Get duplicated index values - useful when debugging stuff like ValueError: cannot reindex from a duplicate axis

df[df.index.duplicated()]

– via StackOverflow

Drop duplicated index values

df = df[~df.index.duplicated(keep='first')]

– via StackOverflow

Display a correlation matrix using pandas

rs = np.random.RandomState(0)
df = pd.DataFrame(rs.rand(10, 10))

corr = df.corr()

# change the color map
corr.style.background_gradient(cmap='coolwarm')

# ..and only display two decimals
corr.style.background_gradient(cmap='coolwarm').set_precision(2)

# compute the colors based on the entire matrix and not per column or per row
corr.style.background_gradient(cmap='coolwarm', axis=None)

– via StackOverflow

Calculate the difference in months between two dates

df['car-age-in-months'] = (df['date-of-visit'].dt.year - df['date-bought-car'].dt.year) * 12 + 
    (df['date-of-visit'].dt.month - df['date-bought-car'].dt.month)

It’s messy I know, if you find a cleaner way to do this ping me.

Create a datetime Series from year/month numeric columns. We have two main options here:

  1. Use predefined column names - at a minimum you need year, month, and day.
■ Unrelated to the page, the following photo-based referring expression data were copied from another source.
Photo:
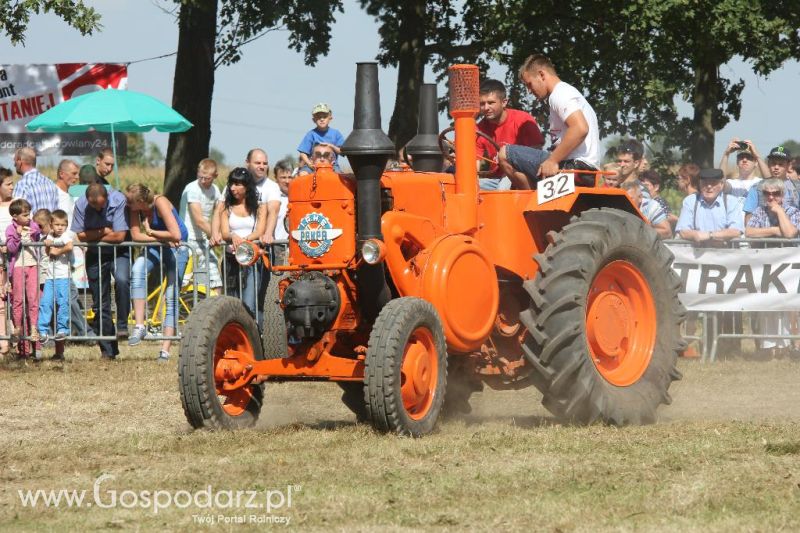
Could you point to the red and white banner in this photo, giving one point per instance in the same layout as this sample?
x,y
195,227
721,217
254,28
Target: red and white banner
x,y
29,90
You can also add hour, minute, second, etc.
df['date'] = pd.to_datetime(df[['year', 'month', 'day', 'hour', 'minute']])
  1. ⭐️ Use a dict and avoid the need to have predefined column names
df['date'] = pd.to_datetime(dict(year=df['y'], month=df['m'], day=1))

– via StackOverflow and pandas API reference

Return value counts for numpy array

np.unique(my_array, return_counts=True)

– via StackOverflow